En ce qui concerne l’enseignement de la laïcité, Arthur rappelle que « la laïcité n’est pas une fin mais un moyen de faire vivre les valeurs de la République » se référant au kit de formation « valeurs de la République » disponible sur Eduscol qu’il vient d’éplucher. Adepte de la pédagogie Freinet, il s’appuie sur le célèbre invariant 27, « on prépare la démocratie de demain par la démocratie à l’École. Un régime autoritaire à l’École ne saurait être formateur de citoyens démocrates ».

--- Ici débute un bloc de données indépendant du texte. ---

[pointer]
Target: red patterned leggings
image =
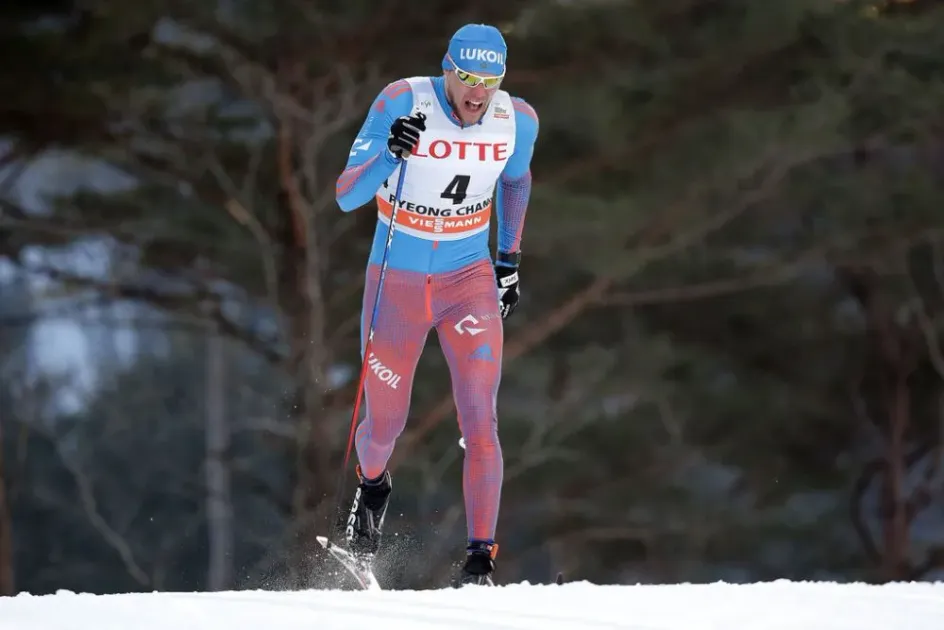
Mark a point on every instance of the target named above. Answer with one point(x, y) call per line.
point(462, 306)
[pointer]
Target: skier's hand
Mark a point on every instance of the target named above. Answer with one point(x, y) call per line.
point(506, 272)
point(405, 134)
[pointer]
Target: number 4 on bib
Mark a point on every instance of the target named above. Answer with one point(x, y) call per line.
point(456, 190)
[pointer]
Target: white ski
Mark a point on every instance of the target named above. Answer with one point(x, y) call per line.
point(359, 570)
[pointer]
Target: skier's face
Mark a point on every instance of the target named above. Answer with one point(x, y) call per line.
point(469, 95)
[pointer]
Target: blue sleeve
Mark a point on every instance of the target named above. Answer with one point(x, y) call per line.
point(514, 186)
point(369, 162)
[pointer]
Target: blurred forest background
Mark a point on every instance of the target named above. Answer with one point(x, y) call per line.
point(727, 363)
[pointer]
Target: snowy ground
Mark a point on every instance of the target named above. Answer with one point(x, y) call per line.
point(771, 606)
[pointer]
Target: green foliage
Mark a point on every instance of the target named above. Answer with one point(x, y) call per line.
point(732, 280)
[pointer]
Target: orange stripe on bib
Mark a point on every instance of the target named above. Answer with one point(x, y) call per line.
point(453, 225)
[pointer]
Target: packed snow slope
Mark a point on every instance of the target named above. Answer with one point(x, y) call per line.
point(767, 606)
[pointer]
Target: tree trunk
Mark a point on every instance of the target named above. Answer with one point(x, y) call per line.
point(896, 538)
point(219, 494)
point(6, 531)
point(303, 303)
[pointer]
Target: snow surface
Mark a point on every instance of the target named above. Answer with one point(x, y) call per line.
point(767, 606)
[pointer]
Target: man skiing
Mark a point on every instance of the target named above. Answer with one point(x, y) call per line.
point(467, 147)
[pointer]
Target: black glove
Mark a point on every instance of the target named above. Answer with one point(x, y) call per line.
point(506, 272)
point(405, 134)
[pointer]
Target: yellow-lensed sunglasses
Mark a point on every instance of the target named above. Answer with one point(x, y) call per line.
point(471, 80)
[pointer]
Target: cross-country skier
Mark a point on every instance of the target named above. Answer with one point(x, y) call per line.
point(467, 146)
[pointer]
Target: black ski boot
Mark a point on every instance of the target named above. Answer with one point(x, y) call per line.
point(362, 531)
point(479, 564)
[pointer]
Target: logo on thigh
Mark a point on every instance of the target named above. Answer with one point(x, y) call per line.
point(473, 325)
point(382, 372)
point(482, 353)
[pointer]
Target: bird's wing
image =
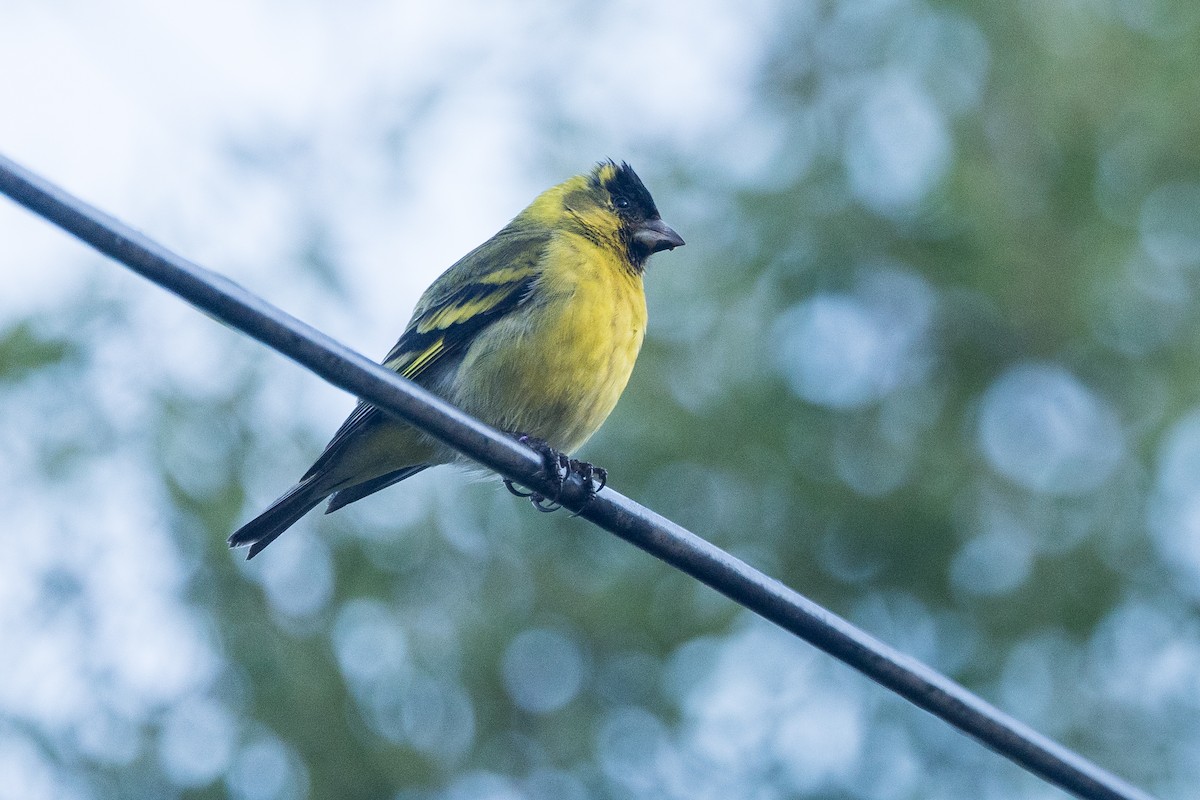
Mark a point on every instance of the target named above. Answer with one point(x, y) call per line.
point(483, 287)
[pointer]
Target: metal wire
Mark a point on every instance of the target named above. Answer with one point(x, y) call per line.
point(657, 535)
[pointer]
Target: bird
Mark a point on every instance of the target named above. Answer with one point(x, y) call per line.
point(535, 332)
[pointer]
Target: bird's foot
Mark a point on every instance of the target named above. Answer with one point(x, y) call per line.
point(594, 479)
point(558, 468)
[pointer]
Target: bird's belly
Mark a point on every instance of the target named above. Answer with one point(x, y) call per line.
point(557, 372)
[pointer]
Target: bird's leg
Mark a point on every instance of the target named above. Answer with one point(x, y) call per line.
point(557, 467)
point(594, 479)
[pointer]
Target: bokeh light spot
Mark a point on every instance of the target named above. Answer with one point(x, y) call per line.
point(1045, 431)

Pour Arthur, l’outil pour faire vivre la démocratie dans une classe comme dans la société, c’est l’assemblée. « A l’école, on appelle cela le conseil d’élèves, mais franchement, je dis souvent à mes amis qu’il s’agit d’une AG. Les enjeux et les écueils sont les mêmes : lutter contre la monopolisation de la parole de certains, préparer correctement les ordres du jour, savoir distinguer quels sont les sujets importants, savoir confier des tâches à des groupes de travail, prendre en notes un compte-rendu… A la fois, on fait vivre la possibilité aux élèves de débattre, de résoudre des problèmes mais surtout d’influer sur leur environnement direct : et ça c’est énorme ! D’autre part, la démocratie ce n’est pas uniquement des valeurs, mais aussi une somme de pratiques organisationnelles. Il y a tellement d’adultes qui ne savent pas faire des réunions que je pense que c’est un outil précieux qu’on confie aux enfants. D’ailleurs, pour être tout à fait honnête, je suis plus satisfait quant à la tenue et l’efficacité de mes conseils d’élèves que de nombreux conseils des maitres et maîtresses ! ». La république et ses symboles, Arthur les aborde aussi dans le cours d’histoire. « Cela me semble important et renvoie aussi à la question de l’esprit critique. Tout universelles que sont ces valeurs, elles n’en ont pas moins une histoire, une histoire d’émancipation mais aussi des contradictions. Souvent, c’est d’ailleurs les mêmes contradictions qui vont exister encore aujourd’hui ».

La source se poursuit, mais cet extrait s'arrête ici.